One More Thing: During the Current Crisis, SA Leaders Should Invest in People, Not Another Pie-in-the-Sky Project

click to enlarge WIKIMEDIA COMMONS / BILLY HATHORN

  • Wikimedia Commons / Billy Hathorn

Editor’s Note: The following is CityScrapes, a column of opinion and analysis.

Just one more thing.

One more big thing. One more grand project with the promise that it would make San Antonio grow. That would make San Antonio great — and put it at the front rank of American cities.

In the early years of the 20th century, that one big thing was a public auditorium — an auditorium that would make us the convention destination of the Southwest. That would bring untold numbers of big spending visitors. Then, in the late 1930s, the grand project was a San Antonio River canal, joining the city to the gulf and the intracoastal waterway. A bold headline in the San Antonio Light proclaimed “Canal Means Boom for S.A…. Factories Always Seek Cheap Transportation.”

And if the canal never came to fruition, there was always another thing.
By the 1940s, what San Antonio needed was a coliseum, as the only large Texas city without an “exposition plant.” Build it, and we could accommodate a bigger stock show, flower show and rodeo. And the president of the San Antonio Horse Show Association added that “San Antonio has the best climate in the world for the training of polo ponies but does not have adequate facilities.”

We needed a medical school, and the proposed Air Force Academy. Then it was a World’s Fair, followed by a 1,000-room hotel. A downtown shopping mall. Sea World — and a new highway to get there. And then Fiesta Texas, with the promise that we would be the next Orlando, Florida. And don’t forget a domed stadium for our soon-to-come NFL team.

Whether or not each of these big projects was realized, whether or not they actually delivered on the promises and forecasts, there was always another big new thing that would boost San Antonio. Unfortunately, decade after decade and generation after generation, our leaders failed to recognize the one thing that vital to urban success — the thing that more recently led to microchip plants booming in Austin while they failed here. The reason that when Tesla searches for a new plant in Texas, it looks not at San Antonio but at Austin.

“In the past, good jobs and high incomes were tied to the large-scale production of manufactured goods,” University of California at Berkeley economist Enrico Moretti argues in his 2012 book The New Economy of Jobs. “But today little value remains in the production of goods that anybody can make. Good jobs and high salaries increasingly come from the production of new ideas, new knowledge and new technologies.”

The road to a better local economy and an expanding economic future does not lie in building new public buildings, in bribing firms to come to San Antonio or in trying to sell the city to out-of-town visitors. It lies in developing a skilled, educated and highly adaptable labor force — investing in our people, not in buildings or public subsidies.

A human capital investment effort is not an easy thing. It involves marshaling the resources and commitment across the entire community to support the further education and skills development of people who have families, jobs, and these days pressing financial needs. It may have to be started at a limited scale. But we have a track record and evidence of substantial public support.
Project Quest, which began to assist workers displaced by the loss of manufacturing jobs when Levi Strauss departed San Antonio, provides a nationally recognized model for job training. Its model can also be built upon and expanded. What’s more, former Mayor Julián Castro’s Pre-K for SA program demonstrated a willingness by local voters to invest in our people.

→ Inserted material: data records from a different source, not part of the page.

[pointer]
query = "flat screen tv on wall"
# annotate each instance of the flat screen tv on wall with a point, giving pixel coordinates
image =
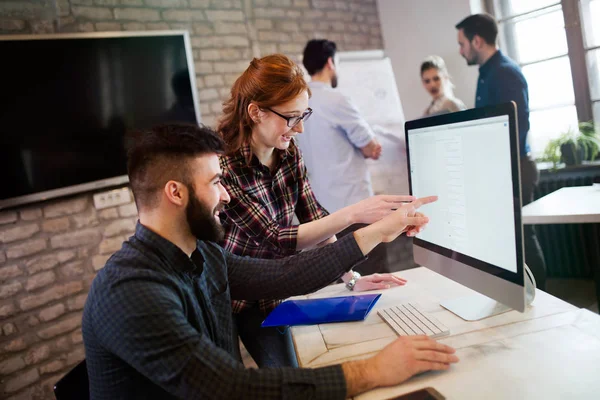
(66, 102)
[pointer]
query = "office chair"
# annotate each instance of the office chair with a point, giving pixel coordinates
(74, 385)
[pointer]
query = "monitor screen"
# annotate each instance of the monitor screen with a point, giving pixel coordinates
(468, 165)
(67, 101)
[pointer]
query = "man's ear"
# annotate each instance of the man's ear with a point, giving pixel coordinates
(254, 112)
(330, 63)
(477, 42)
(176, 193)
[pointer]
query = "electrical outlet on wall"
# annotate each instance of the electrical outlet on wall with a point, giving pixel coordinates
(112, 198)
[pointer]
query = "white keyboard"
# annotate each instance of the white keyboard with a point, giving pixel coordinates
(409, 320)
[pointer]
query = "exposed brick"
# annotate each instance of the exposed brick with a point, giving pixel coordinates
(183, 15)
(97, 13)
(10, 289)
(72, 269)
(203, 67)
(38, 354)
(26, 249)
(128, 210)
(21, 381)
(51, 367)
(31, 214)
(220, 41)
(41, 264)
(40, 280)
(8, 329)
(12, 25)
(214, 80)
(18, 233)
(134, 26)
(226, 4)
(61, 327)
(15, 345)
(269, 12)
(68, 207)
(99, 261)
(157, 26)
(8, 217)
(110, 245)
(77, 303)
(108, 26)
(53, 312)
(11, 365)
(263, 24)
(118, 227)
(229, 28)
(224, 15)
(272, 36)
(199, 3)
(136, 14)
(76, 337)
(166, 3)
(7, 310)
(56, 225)
(54, 293)
(77, 238)
(88, 218)
(10, 272)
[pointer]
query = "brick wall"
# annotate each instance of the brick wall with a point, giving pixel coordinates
(50, 252)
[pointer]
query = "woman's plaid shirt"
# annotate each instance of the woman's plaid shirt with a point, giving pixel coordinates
(258, 220)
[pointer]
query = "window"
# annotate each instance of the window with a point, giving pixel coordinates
(590, 10)
(552, 59)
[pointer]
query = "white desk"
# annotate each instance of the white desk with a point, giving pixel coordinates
(568, 205)
(552, 351)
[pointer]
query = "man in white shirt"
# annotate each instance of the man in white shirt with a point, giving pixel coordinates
(337, 142)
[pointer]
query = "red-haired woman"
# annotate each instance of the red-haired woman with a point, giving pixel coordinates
(265, 176)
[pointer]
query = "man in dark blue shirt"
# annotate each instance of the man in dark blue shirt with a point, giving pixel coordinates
(501, 81)
(157, 323)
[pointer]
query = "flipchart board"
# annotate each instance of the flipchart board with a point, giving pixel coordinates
(368, 79)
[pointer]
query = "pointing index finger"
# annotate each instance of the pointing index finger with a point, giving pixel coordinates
(424, 200)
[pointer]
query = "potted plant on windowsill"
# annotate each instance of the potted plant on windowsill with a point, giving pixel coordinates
(573, 146)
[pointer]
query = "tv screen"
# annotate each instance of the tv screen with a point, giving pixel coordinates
(67, 101)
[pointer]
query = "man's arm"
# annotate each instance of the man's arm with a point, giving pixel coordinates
(254, 279)
(149, 331)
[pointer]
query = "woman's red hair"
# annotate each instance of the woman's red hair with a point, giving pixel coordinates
(267, 82)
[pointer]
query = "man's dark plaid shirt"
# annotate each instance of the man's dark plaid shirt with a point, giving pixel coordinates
(157, 323)
(258, 220)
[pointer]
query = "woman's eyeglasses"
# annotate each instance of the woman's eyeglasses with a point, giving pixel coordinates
(293, 121)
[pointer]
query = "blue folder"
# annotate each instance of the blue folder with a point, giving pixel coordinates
(320, 311)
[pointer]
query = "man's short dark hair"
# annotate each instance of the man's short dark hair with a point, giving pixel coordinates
(483, 25)
(163, 153)
(316, 54)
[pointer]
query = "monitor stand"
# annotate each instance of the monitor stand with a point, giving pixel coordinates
(477, 306)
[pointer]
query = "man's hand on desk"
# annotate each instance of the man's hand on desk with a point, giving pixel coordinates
(404, 219)
(398, 361)
(378, 281)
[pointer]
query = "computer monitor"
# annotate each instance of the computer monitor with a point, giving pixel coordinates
(470, 159)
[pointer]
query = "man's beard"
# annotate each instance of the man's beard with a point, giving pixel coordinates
(334, 81)
(202, 221)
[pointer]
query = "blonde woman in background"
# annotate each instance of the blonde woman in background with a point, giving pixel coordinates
(436, 80)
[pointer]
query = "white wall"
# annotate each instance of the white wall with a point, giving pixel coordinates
(414, 29)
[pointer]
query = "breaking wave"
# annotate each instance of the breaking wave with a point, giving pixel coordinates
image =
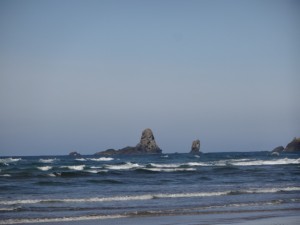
(78, 168)
(47, 160)
(151, 196)
(125, 166)
(102, 159)
(62, 219)
(45, 168)
(9, 160)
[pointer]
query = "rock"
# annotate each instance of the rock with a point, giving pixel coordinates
(147, 145)
(278, 149)
(293, 146)
(195, 147)
(107, 152)
(74, 154)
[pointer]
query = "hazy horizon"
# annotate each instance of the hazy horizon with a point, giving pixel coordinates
(90, 75)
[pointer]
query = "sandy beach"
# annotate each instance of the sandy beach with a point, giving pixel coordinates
(270, 218)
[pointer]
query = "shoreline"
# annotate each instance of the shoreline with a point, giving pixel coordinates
(290, 217)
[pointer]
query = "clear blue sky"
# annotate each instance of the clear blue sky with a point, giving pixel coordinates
(91, 75)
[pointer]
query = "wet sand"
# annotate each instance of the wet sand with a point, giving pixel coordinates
(220, 219)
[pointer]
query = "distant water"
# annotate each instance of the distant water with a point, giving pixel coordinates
(62, 188)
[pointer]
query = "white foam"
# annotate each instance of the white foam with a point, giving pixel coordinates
(170, 169)
(271, 190)
(45, 168)
(125, 166)
(150, 196)
(78, 168)
(284, 161)
(5, 175)
(9, 160)
(81, 159)
(165, 165)
(102, 159)
(62, 219)
(47, 160)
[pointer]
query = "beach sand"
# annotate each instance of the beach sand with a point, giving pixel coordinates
(202, 219)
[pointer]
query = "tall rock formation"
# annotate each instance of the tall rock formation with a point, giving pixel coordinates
(293, 146)
(147, 145)
(195, 147)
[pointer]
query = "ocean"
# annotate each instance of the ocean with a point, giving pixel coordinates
(43, 189)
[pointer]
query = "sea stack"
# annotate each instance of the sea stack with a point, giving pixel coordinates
(278, 149)
(195, 147)
(147, 143)
(293, 146)
(74, 154)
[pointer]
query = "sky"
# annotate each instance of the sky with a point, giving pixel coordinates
(91, 75)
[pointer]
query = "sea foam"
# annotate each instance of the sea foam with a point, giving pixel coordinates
(101, 159)
(152, 196)
(45, 168)
(47, 160)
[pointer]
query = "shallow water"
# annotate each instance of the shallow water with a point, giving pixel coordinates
(62, 188)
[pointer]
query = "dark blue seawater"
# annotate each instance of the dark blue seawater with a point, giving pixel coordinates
(62, 188)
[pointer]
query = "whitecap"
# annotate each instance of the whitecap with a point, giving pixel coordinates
(170, 169)
(151, 196)
(79, 167)
(45, 168)
(125, 166)
(284, 161)
(81, 159)
(5, 175)
(9, 160)
(165, 165)
(102, 159)
(61, 219)
(47, 160)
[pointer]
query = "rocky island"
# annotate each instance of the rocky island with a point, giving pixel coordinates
(74, 154)
(147, 145)
(293, 146)
(195, 149)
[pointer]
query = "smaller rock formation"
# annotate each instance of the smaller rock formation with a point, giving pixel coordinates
(195, 147)
(293, 146)
(278, 149)
(74, 154)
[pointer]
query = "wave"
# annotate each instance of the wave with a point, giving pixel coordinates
(78, 168)
(6, 161)
(45, 168)
(61, 219)
(81, 159)
(5, 175)
(125, 166)
(47, 160)
(284, 161)
(151, 196)
(102, 159)
(169, 169)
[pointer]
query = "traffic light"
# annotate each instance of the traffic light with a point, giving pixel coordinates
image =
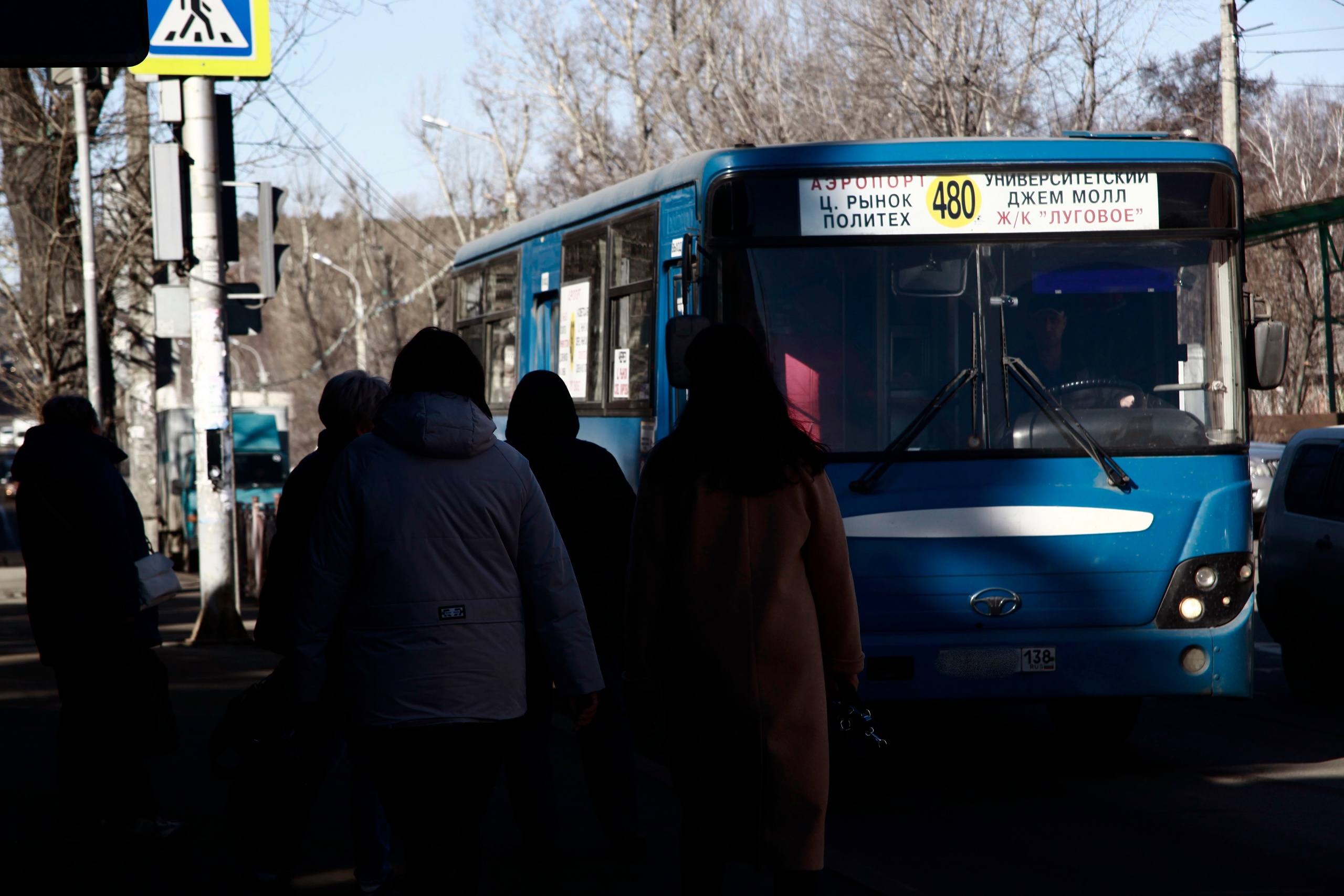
(268, 251)
(268, 213)
(225, 163)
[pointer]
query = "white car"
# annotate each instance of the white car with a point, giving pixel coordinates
(1301, 562)
(1264, 458)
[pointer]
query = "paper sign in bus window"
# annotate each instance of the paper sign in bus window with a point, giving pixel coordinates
(622, 382)
(803, 388)
(573, 339)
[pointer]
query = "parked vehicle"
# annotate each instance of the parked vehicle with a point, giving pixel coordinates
(261, 467)
(1301, 559)
(1263, 460)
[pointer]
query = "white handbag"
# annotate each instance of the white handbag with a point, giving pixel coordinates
(158, 581)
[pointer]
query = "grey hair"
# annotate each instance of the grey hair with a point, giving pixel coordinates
(351, 399)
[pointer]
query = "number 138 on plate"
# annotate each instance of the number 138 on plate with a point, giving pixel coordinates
(1038, 659)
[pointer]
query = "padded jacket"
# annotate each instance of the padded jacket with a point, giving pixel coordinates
(432, 549)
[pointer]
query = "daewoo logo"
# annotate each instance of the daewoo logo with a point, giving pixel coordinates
(995, 602)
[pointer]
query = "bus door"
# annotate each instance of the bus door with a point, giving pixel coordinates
(680, 300)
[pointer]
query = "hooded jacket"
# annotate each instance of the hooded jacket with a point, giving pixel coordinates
(432, 549)
(591, 499)
(288, 551)
(81, 532)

A recent Bexar Facts poll from KSAT-TV asked a sample of local voters for their opinion on the areas where the city government is spending to deal with the coronavirus. Providing workforce development support, including job training and childcare, garnered 92% support, with 68% ranking their support as “strong.” That actually topped the support for providing Wi-Fi and technology aid for local students, which came in at 87%.

The overwhelming public support for workforce development should send a message to city and county leaders — a message that mirrors Moretti’s conclusion. We need to invest in San Antonians and our potential.


Heywood Sanders is a professor of public policy at the University of Texas at San Antonio.